Amra snorted. Started to turn back to Qalas.
“Hey,” Cavan said, slipping into his older, brown tunic. “It was your pushing my martial skills that kept me alive long enough to find an opening.”
“I only showed you the way,” Amra said. “You had to learn the lesson.” She smiled. “But thanks.”
The sudden show of grace to a compliment almost threw Cavan off of spitting out the other answers to questions that had occurred to him while he couldn’t think straight.
“Protazzons,” he said, tucking his tunic into his breeches. “The necromancer wanted to make me one, and he had to kill me through magic and martial means combined. That’s why they’re so rare.”
Cavan yanked on his calf-high, leather boots.
“And the tendrils of smoke from those candles. They were working into the outer edges of my aura. Holding one part of me, while you guys held down my body.”
Cavan slipped on his sword belt and fastened it as he continued.
“The star on the floor. Five pointed, because it was part of what few magics the necromancer still mastered that were not tied entirely to death. Movement magic, yes, but more importantly ways of gathering and channeling power without relying entirely on death for it.”
Cava
n shook his head, remembering the feel of that star’s glowing magic.
“He must have been planning something big. Felt like multiple wizards had channeled power through that star. Bet it had been used that way by every evil occupant since those monks were killed off or chased away.”
“Killed,” Reesa said, then shrugged. “That’s the one point all the stories agree on.”
“Anything else you find yourself suddenly remembering?” Amra asked, and she sounded a little too casual about the question.
Cavan found himself thinking about the vargamort, and Polli, and Reesa. But he didn’t think that was what Amra was asking about.
“I don’t … think so. Why?”
“No reason,” Amra said with a shrug. “Thought you might have had some great insight about the forest elf or something. You stared at his corpse long enough.”
“I did?”
“Well, near his corpse. I was never quite sure where your attention was.”
“Did you know,” Ehren said, still sounding tired, “that the lot of you talk loud enough to wake the dead?”
“Well,” Amra said, standing. “If we’re all awake, let’s go see about the rest of those remains.”
“You just want to kill off the rest of the ghouls,” Qalas said, rising.
“Well,” Amra said with a half-smile, “I’m not opposed to that. And I do recall someone saying we had to deal with that trapped entrance before we leave the area.”
Amra fluttered her eyes. “Also. And this is just a thought. Perhaps we ought to at least try to finish this quest before the god of death strikes us all down.”
That alone was argument enough to get them all on horseback and riding once more.
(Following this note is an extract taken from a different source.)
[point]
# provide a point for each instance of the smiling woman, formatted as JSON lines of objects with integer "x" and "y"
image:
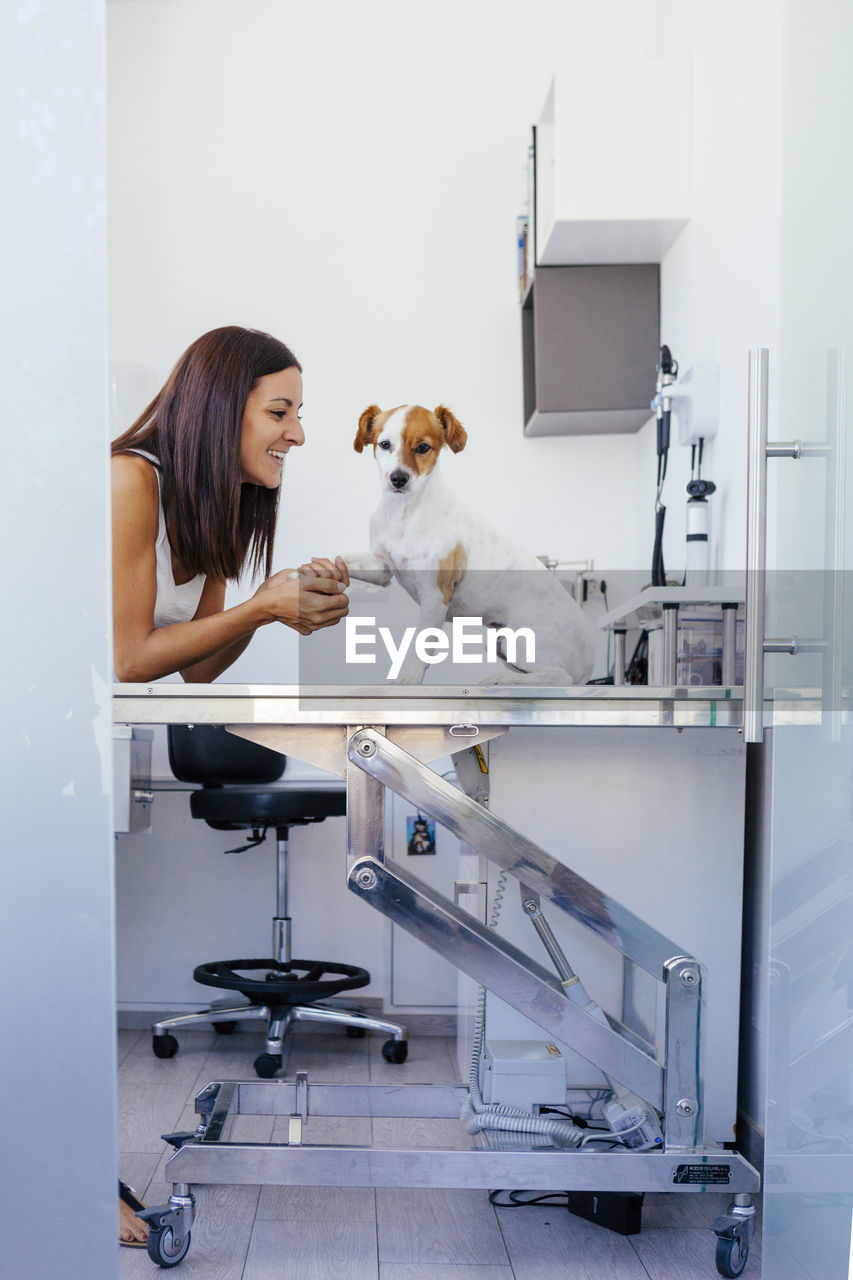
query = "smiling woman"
{"x": 195, "y": 498}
But before they did, Ehren cleared his throat for attention. When everyone was looking at him, he spoke with the most somber expression Cavan had seen on the smiling priest for some time.
“Let us be clear about something. The incense I needed for that rite this morning requires sunflowers that only grow in three places on this continent. They must be harvested on the morning of the winter solstice by a priest who intends to spend the next month in isolation, praying and combining them with ingredients I won’t even name here and now, in order to make that incense. And only the priest who makes it, can use it.”